Prior to this time, I had quite the collection of baggage I lugged around. It colored my marriage, my friendships, even my day to day. I think fear was my dominant trait. Trying desperately to avoid experiences from the past, I had everything down to an agenda. A plan. As long as we had x amount of money in the bank, went on x amount of dates, and had x amount of family time, everything would be okay.

And my husband had his own baggage he lugged around. As you can imagine, our closets were jam packed! And his driving trait? Fear. Same as mine, only instead of running from his past, he was dodging his future. As long as he worked enough hours, got that next promotion, and came up with enough innovative ideas, he was great.

Everything was just peachy.

And most onlookers probably would have agreed with our superficial assessment. But God wasn’t fooled. As the Bible says, man looks on the outside but God looks at the heart, (1 Samuel 16:7) and no matter how hard we tried, we couldn’t hide the dark shadows, the thick cobwebs, and gigantic tears. So what did He do? Like a loving, gentle Father, He began to clear those things away, broom sweep by broom sweep.

If He would have asked me how I’d best like to deal with everything, I probably would have asked for a band-aid. Maybe I’d tidy things up a bit, stack all my luggage in one corner, splashed an extra coat of paint on the walls to go with the smile painted on my lips, and call it good. But God wanted more. God wanted me to be free.

The Bible tells us that Jesus came that we may have life and have it to the full. (John 10:10) I’m not sure if we really understand what that means, but I do know this: A full life is not one clouded with past hurts. A full life is not controlled by fear. A full life is not tainted with bitterness or anger. A full life–a spirit-filled life, a grace-changed life, is a life of freedom, of peace, and joy. That, my friends, is the life Jesus came to offer us.

But sometimes the getting there is hard. I think if we were honest with ourselves, we have this vision of God sitting up in heaven magically twinkling his nose, instantly zapping our heart to wellness. Now, I’m not saying that instantaneous emotional healing doesn’t occur.

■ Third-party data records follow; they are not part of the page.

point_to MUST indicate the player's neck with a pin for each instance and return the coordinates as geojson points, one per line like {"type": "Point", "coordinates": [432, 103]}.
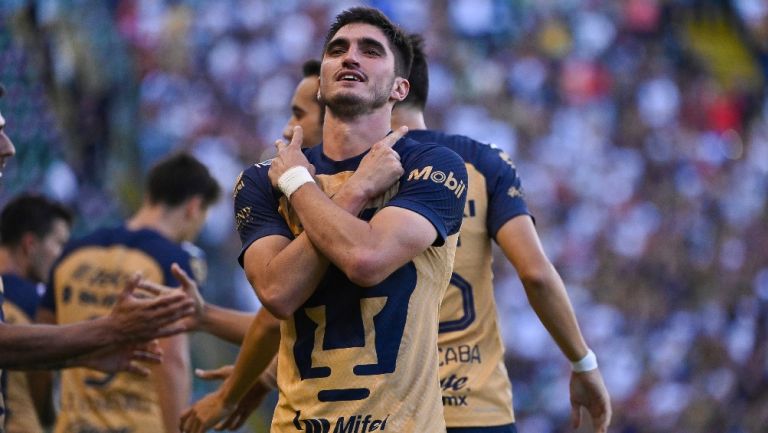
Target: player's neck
{"type": "Point", "coordinates": [344, 138]}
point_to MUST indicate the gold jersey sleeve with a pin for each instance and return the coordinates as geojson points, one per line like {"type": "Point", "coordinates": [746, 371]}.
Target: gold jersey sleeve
{"type": "Point", "coordinates": [86, 284]}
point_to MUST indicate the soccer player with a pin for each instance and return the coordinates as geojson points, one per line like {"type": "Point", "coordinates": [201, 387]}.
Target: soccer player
{"type": "Point", "coordinates": [107, 343]}
{"type": "Point", "coordinates": [86, 279]}
{"type": "Point", "coordinates": [477, 394]}
{"type": "Point", "coordinates": [306, 110]}
{"type": "Point", "coordinates": [359, 295]}
{"type": "Point", "coordinates": [33, 230]}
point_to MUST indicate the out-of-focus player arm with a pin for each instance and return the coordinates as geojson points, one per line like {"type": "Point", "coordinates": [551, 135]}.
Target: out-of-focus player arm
{"type": "Point", "coordinates": [258, 349]}
{"type": "Point", "coordinates": [172, 380]}
{"type": "Point", "coordinates": [227, 324]}
{"type": "Point", "coordinates": [547, 295]}
{"type": "Point", "coordinates": [131, 320]}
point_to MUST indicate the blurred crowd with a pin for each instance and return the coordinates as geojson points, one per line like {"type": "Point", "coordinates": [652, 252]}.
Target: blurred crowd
{"type": "Point", "coordinates": [639, 128]}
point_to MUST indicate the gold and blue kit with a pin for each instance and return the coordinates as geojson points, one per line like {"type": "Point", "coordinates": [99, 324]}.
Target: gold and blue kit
{"type": "Point", "coordinates": [85, 283]}
{"type": "Point", "coordinates": [21, 299]}
{"type": "Point", "coordinates": [475, 385]}
{"type": "Point", "coordinates": [355, 359]}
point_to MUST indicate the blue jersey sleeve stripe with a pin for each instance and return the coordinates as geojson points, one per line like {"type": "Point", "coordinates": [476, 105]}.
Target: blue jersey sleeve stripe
{"type": "Point", "coordinates": [431, 216]}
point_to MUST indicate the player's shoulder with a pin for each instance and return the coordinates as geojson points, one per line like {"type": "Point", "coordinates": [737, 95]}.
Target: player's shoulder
{"type": "Point", "coordinates": [418, 152]}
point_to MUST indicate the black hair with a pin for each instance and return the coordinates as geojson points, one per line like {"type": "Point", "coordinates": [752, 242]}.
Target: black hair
{"type": "Point", "coordinates": [178, 178]}
{"type": "Point", "coordinates": [398, 41]}
{"type": "Point", "coordinates": [30, 213]}
{"type": "Point", "coordinates": [311, 68]}
{"type": "Point", "coordinates": [419, 76]}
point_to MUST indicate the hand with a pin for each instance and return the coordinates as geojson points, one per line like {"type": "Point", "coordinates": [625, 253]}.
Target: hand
{"type": "Point", "coordinates": [249, 403]}
{"type": "Point", "coordinates": [205, 413]}
{"type": "Point", "coordinates": [126, 358]}
{"type": "Point", "coordinates": [588, 391]}
{"type": "Point", "coordinates": [141, 319]}
{"type": "Point", "coordinates": [189, 287]}
{"type": "Point", "coordinates": [289, 155]}
{"type": "Point", "coordinates": [380, 168]}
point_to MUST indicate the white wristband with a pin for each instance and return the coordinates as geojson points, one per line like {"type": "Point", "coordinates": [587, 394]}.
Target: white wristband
{"type": "Point", "coordinates": [292, 179]}
{"type": "Point", "coordinates": [587, 363]}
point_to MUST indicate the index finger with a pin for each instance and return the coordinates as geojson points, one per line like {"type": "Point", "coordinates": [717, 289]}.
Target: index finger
{"type": "Point", "coordinates": [394, 137]}
{"type": "Point", "coordinates": [298, 136]}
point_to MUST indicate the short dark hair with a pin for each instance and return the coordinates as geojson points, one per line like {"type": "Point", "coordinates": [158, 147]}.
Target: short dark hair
{"type": "Point", "coordinates": [398, 41]}
{"type": "Point", "coordinates": [419, 76]}
{"type": "Point", "coordinates": [311, 68]}
{"type": "Point", "coordinates": [178, 178]}
{"type": "Point", "coordinates": [30, 213]}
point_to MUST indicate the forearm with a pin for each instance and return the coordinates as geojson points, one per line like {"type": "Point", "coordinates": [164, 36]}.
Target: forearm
{"type": "Point", "coordinates": [259, 348]}
{"type": "Point", "coordinates": [41, 390]}
{"type": "Point", "coordinates": [549, 300]}
{"type": "Point", "coordinates": [332, 225]}
{"type": "Point", "coordinates": [283, 292]}
{"type": "Point", "coordinates": [224, 323]}
{"type": "Point", "coordinates": [172, 380]}
{"type": "Point", "coordinates": [50, 346]}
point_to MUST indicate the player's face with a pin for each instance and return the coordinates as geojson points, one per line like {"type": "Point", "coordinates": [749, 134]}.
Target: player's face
{"type": "Point", "coordinates": [306, 111]}
{"type": "Point", "coordinates": [357, 74]}
{"type": "Point", "coordinates": [6, 145]}
{"type": "Point", "coordinates": [48, 250]}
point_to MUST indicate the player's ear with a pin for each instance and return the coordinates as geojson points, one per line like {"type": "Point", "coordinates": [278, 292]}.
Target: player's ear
{"type": "Point", "coordinates": [400, 89]}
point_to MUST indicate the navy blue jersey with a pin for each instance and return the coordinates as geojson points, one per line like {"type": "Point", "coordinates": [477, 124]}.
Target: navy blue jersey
{"type": "Point", "coordinates": [475, 384]}
{"type": "Point", "coordinates": [353, 356]}
{"type": "Point", "coordinates": [22, 293]}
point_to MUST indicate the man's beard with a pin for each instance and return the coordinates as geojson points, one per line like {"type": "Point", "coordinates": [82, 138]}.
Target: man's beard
{"type": "Point", "coordinates": [349, 105]}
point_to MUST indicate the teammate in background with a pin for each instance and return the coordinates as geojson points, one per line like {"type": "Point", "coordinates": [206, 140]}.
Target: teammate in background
{"type": "Point", "coordinates": [476, 392]}
{"type": "Point", "coordinates": [359, 295]}
{"type": "Point", "coordinates": [108, 343]}
{"type": "Point", "coordinates": [86, 279]}
{"type": "Point", "coordinates": [33, 230]}
{"type": "Point", "coordinates": [307, 112]}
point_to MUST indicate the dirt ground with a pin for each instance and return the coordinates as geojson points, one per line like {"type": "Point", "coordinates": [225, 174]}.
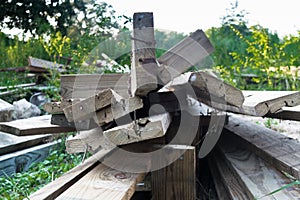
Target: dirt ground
{"type": "Point", "coordinates": [286, 127]}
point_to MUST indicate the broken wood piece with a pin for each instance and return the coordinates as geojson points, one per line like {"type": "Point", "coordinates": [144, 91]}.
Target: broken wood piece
{"type": "Point", "coordinates": [87, 107]}
{"type": "Point", "coordinates": [143, 65]}
{"type": "Point", "coordinates": [276, 149]}
{"type": "Point", "coordinates": [146, 128]}
{"type": "Point", "coordinates": [80, 86]}
{"type": "Point", "coordinates": [207, 88]}
{"type": "Point", "coordinates": [184, 55]}
{"type": "Point", "coordinates": [118, 109]}
{"type": "Point", "coordinates": [33, 126]}
{"type": "Point", "coordinates": [11, 143]}
{"type": "Point", "coordinates": [61, 184]}
{"type": "Point", "coordinates": [85, 141]}
{"type": "Point", "coordinates": [61, 120]}
{"type": "Point", "coordinates": [57, 107]}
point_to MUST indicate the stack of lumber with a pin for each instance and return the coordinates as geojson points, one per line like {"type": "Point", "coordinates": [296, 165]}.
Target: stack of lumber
{"type": "Point", "coordinates": [142, 111]}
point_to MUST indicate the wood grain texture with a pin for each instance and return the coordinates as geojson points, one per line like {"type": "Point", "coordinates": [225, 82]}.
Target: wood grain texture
{"type": "Point", "coordinates": [21, 160]}
{"type": "Point", "coordinates": [260, 178]}
{"type": "Point", "coordinates": [118, 109]}
{"type": "Point", "coordinates": [32, 126]}
{"type": "Point", "coordinates": [86, 85]}
{"type": "Point", "coordinates": [143, 62]}
{"type": "Point", "coordinates": [11, 143]}
{"type": "Point", "coordinates": [177, 180]}
{"type": "Point", "coordinates": [276, 149]}
{"type": "Point", "coordinates": [183, 55]}
{"type": "Point", "coordinates": [145, 129]}
{"type": "Point", "coordinates": [55, 188]}
{"type": "Point", "coordinates": [86, 108]}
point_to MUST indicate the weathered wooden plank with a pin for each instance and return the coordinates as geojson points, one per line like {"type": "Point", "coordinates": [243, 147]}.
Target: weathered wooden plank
{"type": "Point", "coordinates": [86, 108]}
{"type": "Point", "coordinates": [11, 143]}
{"type": "Point", "coordinates": [143, 63]}
{"type": "Point", "coordinates": [85, 141]}
{"type": "Point", "coordinates": [21, 160]}
{"type": "Point", "coordinates": [178, 180]}
{"type": "Point", "coordinates": [259, 178]}
{"type": "Point", "coordinates": [6, 110]}
{"type": "Point", "coordinates": [104, 183]}
{"type": "Point", "coordinates": [276, 149]}
{"type": "Point", "coordinates": [55, 188]}
{"type": "Point", "coordinates": [118, 109]}
{"type": "Point", "coordinates": [234, 186]}
{"type": "Point", "coordinates": [40, 65]}
{"type": "Point", "coordinates": [32, 126]}
{"type": "Point", "coordinates": [206, 88]}
{"type": "Point", "coordinates": [57, 107]}
{"type": "Point", "coordinates": [86, 85]}
{"type": "Point", "coordinates": [61, 120]}
{"type": "Point", "coordinates": [287, 113]}
{"type": "Point", "coordinates": [145, 129]}
{"type": "Point", "coordinates": [184, 55]}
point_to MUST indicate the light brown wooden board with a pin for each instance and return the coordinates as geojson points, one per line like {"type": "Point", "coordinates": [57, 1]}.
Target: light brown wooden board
{"type": "Point", "coordinates": [10, 143]}
{"type": "Point", "coordinates": [259, 178]}
{"type": "Point", "coordinates": [21, 160]}
{"type": "Point", "coordinates": [275, 148]}
{"type": "Point", "coordinates": [184, 55]}
{"type": "Point", "coordinates": [145, 129]}
{"type": "Point", "coordinates": [86, 85]}
{"type": "Point", "coordinates": [86, 108]}
{"type": "Point", "coordinates": [32, 126]}
{"type": "Point", "coordinates": [287, 113]}
{"type": "Point", "coordinates": [178, 180]}
{"type": "Point", "coordinates": [143, 63]}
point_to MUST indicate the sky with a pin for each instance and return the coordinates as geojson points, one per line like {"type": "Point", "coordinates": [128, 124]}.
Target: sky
{"type": "Point", "coordinates": [189, 15]}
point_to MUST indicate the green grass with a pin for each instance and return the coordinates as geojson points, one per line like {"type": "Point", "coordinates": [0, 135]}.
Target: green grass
{"type": "Point", "coordinates": [21, 185]}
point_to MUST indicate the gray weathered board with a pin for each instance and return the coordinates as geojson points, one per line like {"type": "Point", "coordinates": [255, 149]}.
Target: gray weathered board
{"type": "Point", "coordinates": [32, 126]}
{"type": "Point", "coordinates": [258, 177]}
{"type": "Point", "coordinates": [21, 160]}
{"type": "Point", "coordinates": [11, 143]}
{"type": "Point", "coordinates": [280, 151]}
{"type": "Point", "coordinates": [86, 85]}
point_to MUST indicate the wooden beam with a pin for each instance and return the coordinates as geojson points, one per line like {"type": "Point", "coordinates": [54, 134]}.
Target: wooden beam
{"type": "Point", "coordinates": [259, 178]}
{"type": "Point", "coordinates": [145, 129]}
{"type": "Point", "coordinates": [118, 109]}
{"type": "Point", "coordinates": [32, 126]}
{"type": "Point", "coordinates": [85, 141]}
{"type": "Point", "coordinates": [276, 149]}
{"type": "Point", "coordinates": [104, 182]}
{"type": "Point", "coordinates": [11, 143]}
{"type": "Point", "coordinates": [207, 88]}
{"type": "Point", "coordinates": [61, 120]}
{"type": "Point", "coordinates": [85, 85]}
{"type": "Point", "coordinates": [184, 55]}
{"type": "Point", "coordinates": [177, 180]}
{"type": "Point", "coordinates": [21, 160]}
{"type": "Point", "coordinates": [143, 62]}
{"type": "Point", "coordinates": [55, 188]}
{"type": "Point", "coordinates": [86, 108]}
{"type": "Point", "coordinates": [57, 107]}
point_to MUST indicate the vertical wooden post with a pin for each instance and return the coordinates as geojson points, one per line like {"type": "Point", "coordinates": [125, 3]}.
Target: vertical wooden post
{"type": "Point", "coordinates": [143, 64]}
{"type": "Point", "coordinates": [176, 181]}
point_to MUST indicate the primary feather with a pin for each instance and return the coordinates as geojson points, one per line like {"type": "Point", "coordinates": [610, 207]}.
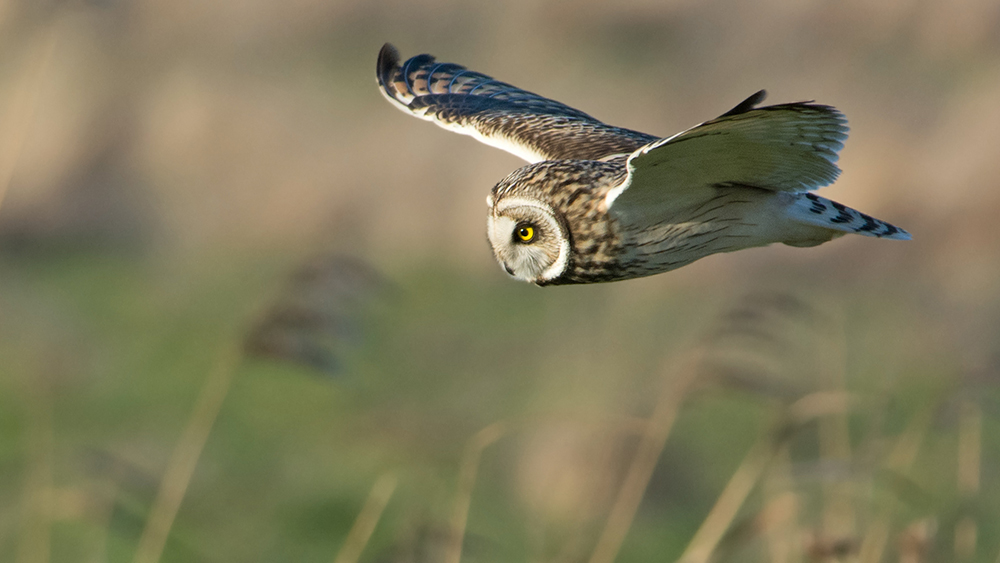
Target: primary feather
{"type": "Point", "coordinates": [606, 203]}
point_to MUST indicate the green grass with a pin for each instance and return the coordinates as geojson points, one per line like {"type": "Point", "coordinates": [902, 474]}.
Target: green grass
{"type": "Point", "coordinates": [118, 353]}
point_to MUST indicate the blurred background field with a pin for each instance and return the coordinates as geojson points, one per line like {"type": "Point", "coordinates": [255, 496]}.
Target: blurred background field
{"type": "Point", "coordinates": [214, 231]}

I’m just saying I’ve never experienced it. My healing has always been the sweat and tears kind–the result of God bringing me to a place where I would experience anew my greatest fears and deepest pains, but with a twist. A twist of grace. Like He did with our four moves. When all else was taken away, and God showed up and held our family together–actually made us stronger, I realized that I no longer had to. And when my husband’s worst fear, unemployment, occurred, and God stepped up and provided for his family, he realized that he no longer had to. Now please don’t get me wrong. I’m not saying that a husband should not provide and I am certainly not saying that a woman should not maintain her home. What I am saying is that the responsibility ultimately lands on God. We are called to obey. He has promised to take care of the rest. And sometimes it takes Him stripping everything away, bringing us to the place we fear the most, so that we can see His hand.